これにより、JSON 形式で動的インベントリーが出力されます。
{"overcloud": {"children": ["controller", "compute"], "vars": {"ansible_ssh_user": "heat-admin"}}, "controller": ["192.0.2.2"], "undercloud": {"hosts": ["localhost"], "vars": {"overcloud_horizon_url": "http://192.0.2.4:80/dashboard", "overcloud_admin_password": "abcdefghijklm12345678", "ansible_connection": "local"}}, "compute": ["192.0.2.3"]}
お使いの環境で Ansible のプレイブックを実行するには、ansible コマンドを実行し、-i オプションを使用して動的インベントリーツールの完全パスを追加します。以下に例を示します。
ansible [HOSTS] -i /bin/tripleo-ansible-inventory [OTHER OPTIONS]
[HOSTS]は使用するホストの種別に置き換えます。以下に例を示します。-
全コントローラーノードの場合には
controller -
全コンピュートノードの場合には
compute -
controllerおよびcomputeなど、全オーバークラウドの子ノードの場合にはovercloud -
アンダークラウドの場合には
undercloud -
全ノードの場合には
"*"
-
全コントローラーノードの場合には
[OTHER OPTIONS]は追加の Ansible オプションに置き換えてください。役立つオプションには以下が含まれます。-
--ssh-extra-args='-o StrictHostKeyChecking=no'は、ホストキーのチェックを省略します。 -
-u [USER]は、Ansible の自動化を実行する SSH ユーザーを変更します。オーバークラウドのデフォルトの SSH ユーザーは、動的インベントリーのansible_ssh_userパラメーターで自動的に定義されます。-uオプションは、このパラメーターより優先されます。 -
-m [MODULE]は、特定の Ansible モジュールを使用します。デフォルトはcommandで Linux コマンドを実行します。 -
-a [MODULE_ARGS]は選択したモジュールの引数を定義します。
-
オーバークラウドの Ansible 自動化は、標準のオーバークラウドスタックとは異なります。つまり、この後に openstack overcloud deploy コマンドを実行すると、オーバークラウドノード上の OpenStack Platform サービスに対する Ansible ベースの設定を上書きする可能性があります。
7.11. オーバークラウドの削除防止
heat stack-delete overcloud コマンドで誤って削除されないように、Heat には特定のアクションを制限するポリシーセットが含まれます。/etc/heat/policy.json を開いて、以下のパラメーターを検索します。

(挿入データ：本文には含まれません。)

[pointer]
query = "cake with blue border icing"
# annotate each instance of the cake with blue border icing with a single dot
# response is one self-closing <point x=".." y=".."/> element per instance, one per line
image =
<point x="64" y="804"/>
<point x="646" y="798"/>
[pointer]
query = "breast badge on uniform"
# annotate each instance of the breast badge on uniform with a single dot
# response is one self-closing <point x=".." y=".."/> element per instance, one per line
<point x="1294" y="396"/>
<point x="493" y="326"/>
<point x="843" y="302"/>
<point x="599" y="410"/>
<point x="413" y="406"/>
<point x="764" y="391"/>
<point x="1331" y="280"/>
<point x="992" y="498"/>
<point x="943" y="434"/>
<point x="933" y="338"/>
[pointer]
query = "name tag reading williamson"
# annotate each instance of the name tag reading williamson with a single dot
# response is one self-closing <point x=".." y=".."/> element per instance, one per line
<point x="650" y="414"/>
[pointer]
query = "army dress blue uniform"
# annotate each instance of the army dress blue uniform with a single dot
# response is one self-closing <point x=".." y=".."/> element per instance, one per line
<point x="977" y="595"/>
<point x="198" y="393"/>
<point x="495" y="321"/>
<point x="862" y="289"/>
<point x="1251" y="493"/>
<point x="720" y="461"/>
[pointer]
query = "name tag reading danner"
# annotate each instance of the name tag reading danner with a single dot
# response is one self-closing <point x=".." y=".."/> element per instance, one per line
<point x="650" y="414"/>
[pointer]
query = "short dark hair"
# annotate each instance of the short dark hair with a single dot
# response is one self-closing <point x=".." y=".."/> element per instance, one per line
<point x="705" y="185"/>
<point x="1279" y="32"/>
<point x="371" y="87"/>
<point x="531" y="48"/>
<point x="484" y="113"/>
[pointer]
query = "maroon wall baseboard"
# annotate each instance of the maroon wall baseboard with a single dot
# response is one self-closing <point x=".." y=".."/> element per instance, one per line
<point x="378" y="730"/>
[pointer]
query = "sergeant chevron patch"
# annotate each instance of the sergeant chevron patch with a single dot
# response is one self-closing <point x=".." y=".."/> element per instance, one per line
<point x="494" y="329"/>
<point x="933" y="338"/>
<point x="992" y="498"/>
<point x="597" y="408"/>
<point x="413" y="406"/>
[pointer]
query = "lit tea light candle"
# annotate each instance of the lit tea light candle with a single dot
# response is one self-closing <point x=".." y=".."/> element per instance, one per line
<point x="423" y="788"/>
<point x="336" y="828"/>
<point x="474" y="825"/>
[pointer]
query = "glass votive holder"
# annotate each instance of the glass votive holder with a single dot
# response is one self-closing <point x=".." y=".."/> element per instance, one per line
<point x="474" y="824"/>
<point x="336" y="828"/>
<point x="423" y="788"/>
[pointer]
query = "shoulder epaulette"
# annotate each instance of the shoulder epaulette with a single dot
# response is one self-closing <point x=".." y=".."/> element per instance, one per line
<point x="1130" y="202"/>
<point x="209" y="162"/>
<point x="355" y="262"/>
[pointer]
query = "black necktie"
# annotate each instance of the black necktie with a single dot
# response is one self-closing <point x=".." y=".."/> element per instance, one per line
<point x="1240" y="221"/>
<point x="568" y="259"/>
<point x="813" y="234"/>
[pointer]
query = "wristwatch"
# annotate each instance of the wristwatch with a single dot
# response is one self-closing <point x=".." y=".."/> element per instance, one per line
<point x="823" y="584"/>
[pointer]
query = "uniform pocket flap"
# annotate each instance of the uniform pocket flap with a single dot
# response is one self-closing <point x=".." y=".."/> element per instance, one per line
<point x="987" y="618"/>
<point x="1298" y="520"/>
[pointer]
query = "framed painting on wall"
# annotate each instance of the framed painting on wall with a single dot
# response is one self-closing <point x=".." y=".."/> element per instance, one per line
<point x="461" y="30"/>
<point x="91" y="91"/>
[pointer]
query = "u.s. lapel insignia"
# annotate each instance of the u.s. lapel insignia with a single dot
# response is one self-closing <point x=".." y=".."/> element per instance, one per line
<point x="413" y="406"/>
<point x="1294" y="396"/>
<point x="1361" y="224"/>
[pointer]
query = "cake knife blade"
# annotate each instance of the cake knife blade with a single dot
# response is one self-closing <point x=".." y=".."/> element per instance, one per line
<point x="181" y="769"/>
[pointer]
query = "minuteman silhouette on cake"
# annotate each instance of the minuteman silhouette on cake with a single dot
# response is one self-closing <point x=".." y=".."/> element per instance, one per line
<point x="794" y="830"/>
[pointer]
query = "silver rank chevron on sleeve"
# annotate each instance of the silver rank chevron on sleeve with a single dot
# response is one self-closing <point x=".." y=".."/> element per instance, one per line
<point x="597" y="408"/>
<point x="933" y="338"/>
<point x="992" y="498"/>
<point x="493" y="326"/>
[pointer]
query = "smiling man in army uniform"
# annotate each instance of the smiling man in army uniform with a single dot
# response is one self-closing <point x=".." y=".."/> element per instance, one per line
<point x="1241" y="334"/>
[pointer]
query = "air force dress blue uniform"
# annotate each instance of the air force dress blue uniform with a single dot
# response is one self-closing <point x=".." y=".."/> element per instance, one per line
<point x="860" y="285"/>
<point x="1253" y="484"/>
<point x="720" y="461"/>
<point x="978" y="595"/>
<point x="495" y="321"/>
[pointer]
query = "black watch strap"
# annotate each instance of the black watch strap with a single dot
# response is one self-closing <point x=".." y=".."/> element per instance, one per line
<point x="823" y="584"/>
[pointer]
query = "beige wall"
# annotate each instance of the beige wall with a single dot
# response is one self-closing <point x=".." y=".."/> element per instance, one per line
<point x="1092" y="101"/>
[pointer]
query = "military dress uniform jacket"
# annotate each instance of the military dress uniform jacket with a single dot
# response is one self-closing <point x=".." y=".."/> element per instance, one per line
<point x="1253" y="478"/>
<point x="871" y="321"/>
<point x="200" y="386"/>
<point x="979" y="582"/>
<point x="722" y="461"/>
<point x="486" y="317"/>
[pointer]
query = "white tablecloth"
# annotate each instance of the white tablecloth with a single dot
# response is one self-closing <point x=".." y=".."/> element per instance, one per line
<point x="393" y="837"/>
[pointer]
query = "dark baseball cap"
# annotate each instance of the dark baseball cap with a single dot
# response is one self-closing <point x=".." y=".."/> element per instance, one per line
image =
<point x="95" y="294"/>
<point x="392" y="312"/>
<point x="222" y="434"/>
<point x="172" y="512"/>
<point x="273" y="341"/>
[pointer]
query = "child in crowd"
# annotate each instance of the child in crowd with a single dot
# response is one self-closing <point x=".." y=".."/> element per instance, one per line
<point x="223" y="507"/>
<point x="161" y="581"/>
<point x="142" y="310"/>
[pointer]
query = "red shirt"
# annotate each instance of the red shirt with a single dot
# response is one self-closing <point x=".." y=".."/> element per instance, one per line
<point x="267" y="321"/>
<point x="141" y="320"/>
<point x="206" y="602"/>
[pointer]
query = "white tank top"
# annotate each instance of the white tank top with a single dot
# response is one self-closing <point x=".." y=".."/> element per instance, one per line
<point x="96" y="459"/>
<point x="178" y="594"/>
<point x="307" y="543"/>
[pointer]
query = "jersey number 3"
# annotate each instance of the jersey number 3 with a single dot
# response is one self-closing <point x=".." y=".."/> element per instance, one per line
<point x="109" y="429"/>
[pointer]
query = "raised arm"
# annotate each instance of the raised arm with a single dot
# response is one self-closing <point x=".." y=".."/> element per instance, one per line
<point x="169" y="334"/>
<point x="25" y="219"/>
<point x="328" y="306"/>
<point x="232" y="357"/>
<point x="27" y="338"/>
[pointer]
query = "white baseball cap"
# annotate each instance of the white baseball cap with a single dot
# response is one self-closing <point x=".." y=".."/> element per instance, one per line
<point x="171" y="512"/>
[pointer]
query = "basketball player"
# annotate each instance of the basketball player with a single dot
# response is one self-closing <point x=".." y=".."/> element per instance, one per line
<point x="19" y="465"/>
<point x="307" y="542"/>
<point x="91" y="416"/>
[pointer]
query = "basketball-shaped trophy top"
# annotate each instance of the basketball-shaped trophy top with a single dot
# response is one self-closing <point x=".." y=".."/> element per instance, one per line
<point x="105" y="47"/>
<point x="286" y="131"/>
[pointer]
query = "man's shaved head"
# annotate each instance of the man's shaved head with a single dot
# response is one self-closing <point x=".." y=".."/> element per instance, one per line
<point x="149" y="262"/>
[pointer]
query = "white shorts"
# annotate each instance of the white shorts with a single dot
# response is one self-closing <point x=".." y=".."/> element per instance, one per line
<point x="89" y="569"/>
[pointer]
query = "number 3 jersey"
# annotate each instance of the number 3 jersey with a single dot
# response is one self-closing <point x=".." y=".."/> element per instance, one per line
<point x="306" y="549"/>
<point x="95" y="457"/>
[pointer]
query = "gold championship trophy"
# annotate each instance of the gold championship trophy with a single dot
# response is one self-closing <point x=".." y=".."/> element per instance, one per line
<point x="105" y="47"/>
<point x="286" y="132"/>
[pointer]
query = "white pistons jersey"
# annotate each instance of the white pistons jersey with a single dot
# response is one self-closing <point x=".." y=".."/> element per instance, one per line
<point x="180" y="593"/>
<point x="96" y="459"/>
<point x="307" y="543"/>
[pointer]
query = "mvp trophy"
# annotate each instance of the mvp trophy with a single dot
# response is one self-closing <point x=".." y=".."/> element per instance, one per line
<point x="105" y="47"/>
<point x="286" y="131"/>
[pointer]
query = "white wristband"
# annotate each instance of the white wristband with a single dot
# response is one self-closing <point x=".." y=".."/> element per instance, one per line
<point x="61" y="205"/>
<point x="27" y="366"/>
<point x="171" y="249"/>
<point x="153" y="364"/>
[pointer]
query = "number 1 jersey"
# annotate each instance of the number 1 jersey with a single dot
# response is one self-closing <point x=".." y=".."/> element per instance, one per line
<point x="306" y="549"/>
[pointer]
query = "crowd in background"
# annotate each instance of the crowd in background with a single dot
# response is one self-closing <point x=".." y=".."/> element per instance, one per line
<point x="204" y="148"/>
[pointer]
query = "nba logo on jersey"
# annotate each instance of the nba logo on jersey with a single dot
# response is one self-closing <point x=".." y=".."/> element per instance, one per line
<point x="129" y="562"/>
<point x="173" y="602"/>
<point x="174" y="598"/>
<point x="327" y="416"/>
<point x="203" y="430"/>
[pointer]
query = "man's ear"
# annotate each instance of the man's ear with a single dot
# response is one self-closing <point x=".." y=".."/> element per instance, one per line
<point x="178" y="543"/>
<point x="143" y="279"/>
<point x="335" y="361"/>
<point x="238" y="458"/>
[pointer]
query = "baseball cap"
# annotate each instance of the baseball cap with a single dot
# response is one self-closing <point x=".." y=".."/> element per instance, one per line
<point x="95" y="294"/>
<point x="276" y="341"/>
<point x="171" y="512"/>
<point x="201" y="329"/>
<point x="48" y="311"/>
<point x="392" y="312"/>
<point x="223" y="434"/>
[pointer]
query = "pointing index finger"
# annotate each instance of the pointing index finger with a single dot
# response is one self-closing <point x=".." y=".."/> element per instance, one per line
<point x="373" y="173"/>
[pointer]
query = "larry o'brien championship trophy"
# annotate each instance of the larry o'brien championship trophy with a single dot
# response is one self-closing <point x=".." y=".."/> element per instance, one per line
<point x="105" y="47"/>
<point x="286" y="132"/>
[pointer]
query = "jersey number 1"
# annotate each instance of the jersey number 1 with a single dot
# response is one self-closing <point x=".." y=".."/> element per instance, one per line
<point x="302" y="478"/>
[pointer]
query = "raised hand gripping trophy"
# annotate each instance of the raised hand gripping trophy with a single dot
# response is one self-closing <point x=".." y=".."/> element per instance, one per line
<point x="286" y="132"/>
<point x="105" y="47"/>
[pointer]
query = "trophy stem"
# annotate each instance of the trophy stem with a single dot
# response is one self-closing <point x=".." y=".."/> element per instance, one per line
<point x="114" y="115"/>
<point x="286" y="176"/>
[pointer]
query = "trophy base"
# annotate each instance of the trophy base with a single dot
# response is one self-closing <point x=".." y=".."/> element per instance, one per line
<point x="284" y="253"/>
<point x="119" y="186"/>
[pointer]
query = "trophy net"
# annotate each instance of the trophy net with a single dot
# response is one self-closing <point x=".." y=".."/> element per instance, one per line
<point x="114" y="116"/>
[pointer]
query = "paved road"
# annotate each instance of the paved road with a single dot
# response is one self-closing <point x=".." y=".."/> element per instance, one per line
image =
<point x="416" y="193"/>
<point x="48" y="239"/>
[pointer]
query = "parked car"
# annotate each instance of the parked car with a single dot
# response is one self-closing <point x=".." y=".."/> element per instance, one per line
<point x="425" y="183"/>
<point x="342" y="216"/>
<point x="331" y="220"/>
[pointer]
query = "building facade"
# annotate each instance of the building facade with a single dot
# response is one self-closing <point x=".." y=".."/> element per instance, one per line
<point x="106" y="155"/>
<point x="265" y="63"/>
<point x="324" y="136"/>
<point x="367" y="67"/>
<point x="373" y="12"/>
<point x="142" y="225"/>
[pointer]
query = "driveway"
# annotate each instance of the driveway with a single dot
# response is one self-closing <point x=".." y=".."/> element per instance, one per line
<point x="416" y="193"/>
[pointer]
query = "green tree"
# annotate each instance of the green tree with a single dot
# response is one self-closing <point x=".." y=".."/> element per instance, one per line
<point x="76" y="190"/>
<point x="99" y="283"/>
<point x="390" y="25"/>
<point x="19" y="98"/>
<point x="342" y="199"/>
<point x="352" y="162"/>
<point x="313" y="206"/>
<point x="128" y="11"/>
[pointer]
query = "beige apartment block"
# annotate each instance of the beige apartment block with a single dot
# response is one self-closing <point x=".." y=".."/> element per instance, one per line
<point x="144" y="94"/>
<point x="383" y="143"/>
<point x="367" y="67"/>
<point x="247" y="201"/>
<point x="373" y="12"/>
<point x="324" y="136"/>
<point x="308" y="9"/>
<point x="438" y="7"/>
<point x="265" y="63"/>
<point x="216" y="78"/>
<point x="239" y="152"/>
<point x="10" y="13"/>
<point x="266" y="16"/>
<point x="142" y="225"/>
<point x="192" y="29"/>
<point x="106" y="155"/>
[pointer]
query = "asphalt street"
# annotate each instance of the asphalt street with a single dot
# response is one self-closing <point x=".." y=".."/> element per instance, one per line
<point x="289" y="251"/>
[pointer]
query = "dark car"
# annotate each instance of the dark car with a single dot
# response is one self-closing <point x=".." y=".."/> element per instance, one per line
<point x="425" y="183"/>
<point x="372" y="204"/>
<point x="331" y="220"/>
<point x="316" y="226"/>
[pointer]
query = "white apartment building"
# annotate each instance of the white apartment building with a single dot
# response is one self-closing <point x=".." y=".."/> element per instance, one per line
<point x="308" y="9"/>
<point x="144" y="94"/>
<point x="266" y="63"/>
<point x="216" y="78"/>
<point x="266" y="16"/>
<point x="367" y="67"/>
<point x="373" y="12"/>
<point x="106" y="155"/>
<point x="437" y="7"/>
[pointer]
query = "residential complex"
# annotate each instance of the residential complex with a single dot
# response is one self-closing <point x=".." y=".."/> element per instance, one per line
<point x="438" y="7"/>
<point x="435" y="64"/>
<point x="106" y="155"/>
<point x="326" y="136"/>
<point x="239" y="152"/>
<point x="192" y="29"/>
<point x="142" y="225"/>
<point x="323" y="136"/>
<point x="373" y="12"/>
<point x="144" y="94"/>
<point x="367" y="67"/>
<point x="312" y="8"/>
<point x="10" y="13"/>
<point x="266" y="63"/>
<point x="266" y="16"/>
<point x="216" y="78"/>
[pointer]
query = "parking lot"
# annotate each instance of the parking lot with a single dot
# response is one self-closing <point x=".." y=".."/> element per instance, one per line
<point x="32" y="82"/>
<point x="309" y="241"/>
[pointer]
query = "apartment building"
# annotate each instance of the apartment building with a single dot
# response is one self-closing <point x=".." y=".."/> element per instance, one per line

"stacks:delete": "rule:deny_stack_user"
このパラメーターの設定を以下のように変更します。
"stacks:delete": "rule:deny_everybody"
ファイルを保存します。
これにより heat クライアントでオーバークラウドが削除されないように阻止されます。オーバークラウドを削除できるように設定するには、ポリシーを元の値に戻します。
7.12. オーバークラウドの削除
オーバークラウドはすべて、必要に応じて削除することができます。
既存のオーバークラウドを削除します。
$ openstack stack delete overcloud
director からオーバークラウドプランを削除します。
$ openstack overcloud plan delete overcloud
オーバークラウドが削除されていることを確認します。
$ openstack stack list
削除には、数分かかります。
削除が完了したら、デプロイメントシナリオの標準ステップに従って、オーバークラウドを再度作成します。